David-Byrne / Hangons

Web app to parse and save your Hangouts.json file into a more friendly format.
https://www.davidbyrne.io/Hangons/
MIT License
49 stars 10 forks source link

500mb hangouts.json #1

Closed faddat closed 4 years ago

faddat commented 7 years ago

Crashes the webapp

David-Byrne commented 7 years ago

Thanks for the feedback 😃

The problem is most likely the size of your file, my Hangouts.json file is 'only' 56MB and Hangons still (mostly) works with that size.

Do you remember if the browser crashed when it was still reading in the file (first loading bar would've been greyed out) or if it was when it was manipulating the data (you'd have chosen what file format you wanted at this stage, second loading bar would've been greyed out)?

Also, can you tell me your:

mxxcon commented 7 years ago

I have a 700MB file and in Chrome 60 the app crashes about 2 seconds after I pick the file.

In Firefox 54.0.1 after selecting my file it sits for about 30 seconds chewing cpu and then I get

The chosen file cannot be parsed The Hangouts.json file contains data which cannot be read.

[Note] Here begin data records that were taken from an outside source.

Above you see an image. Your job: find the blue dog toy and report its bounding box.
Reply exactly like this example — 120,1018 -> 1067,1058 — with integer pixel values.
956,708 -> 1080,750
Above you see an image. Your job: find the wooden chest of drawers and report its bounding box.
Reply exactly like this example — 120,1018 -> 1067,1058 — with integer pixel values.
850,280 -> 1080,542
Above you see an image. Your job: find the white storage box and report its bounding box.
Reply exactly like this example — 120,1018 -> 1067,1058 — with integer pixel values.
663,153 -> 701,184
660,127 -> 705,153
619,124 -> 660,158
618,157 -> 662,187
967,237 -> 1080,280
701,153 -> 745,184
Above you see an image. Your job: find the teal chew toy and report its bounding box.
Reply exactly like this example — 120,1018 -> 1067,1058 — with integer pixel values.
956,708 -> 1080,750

If you could copy the error code: err.message and report it here I will try fix it.

Firefox's console showed this

InternalError: allocation size overflow Stack trace: readFile/reader.onload@http://www.davidbyrne.io/Hangons/hangons.js:31:17

In MS Edge 40 after selecting my file it sits for about 5sec then I get a popup that the page is not responding and then Edge kills and reloads that tab.

David-Byrne commented 7 years ago

It's a good thing Firefox displayed the error and didn't just crash like the others, it gives us something to work with. Line 31 is where I parse the json data from Hangouts.json into an object, so it looks like the tab just runs out of memory and crashes. There isn't much I can do really as it's a browser issue and this isn't the typical use case they were designed for. Thanks for the detailed report, it's very much appreciated and I'm sorry Hangons isn't working for your backup.

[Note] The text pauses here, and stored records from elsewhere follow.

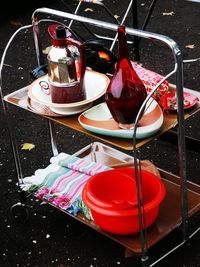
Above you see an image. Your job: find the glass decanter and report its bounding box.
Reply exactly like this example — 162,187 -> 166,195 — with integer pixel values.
105,25 -> 147,129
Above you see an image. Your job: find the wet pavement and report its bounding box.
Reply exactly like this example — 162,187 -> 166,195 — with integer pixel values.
0,0 -> 200,267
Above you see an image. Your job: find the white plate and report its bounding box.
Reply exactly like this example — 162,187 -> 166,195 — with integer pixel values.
49,102 -> 93,116
28,70 -> 110,111
78,99 -> 164,139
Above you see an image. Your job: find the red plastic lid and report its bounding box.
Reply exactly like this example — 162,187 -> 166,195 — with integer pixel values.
85,170 -> 138,210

mxxcon commented 7 years ago

I don't know JavaScript, but could this be converted into a cli tool to run outside of a browser's restrictions? Or somehow change the process so that it doesn't try to work with the whole file at once but kinda stream it one conversation_id at a time or however else it's structured? While looking around I also found this https://stackoverflow.com/questions/20690203/dealing-with-a-json-object-too-big-to-fit-into-memory. Would that be something useful in this case?

David-Byrne commented 7 years ago

It could probably be converted to run as a Node.js script without changing too much of the core logic, you're still dealing with the V8 JS engine though so not sure if that would yield much improvement.

The problem with JSON is you have to read it in as one big chunk, as opposed to CSV or similar which can be read line by line. The memory issue happens before any of my logic is run so there's nothing I can do there to split it up.

The module mentioned in that thread looks interesting enough, seems to be Node.js specific though so not something I can leverage for the time being.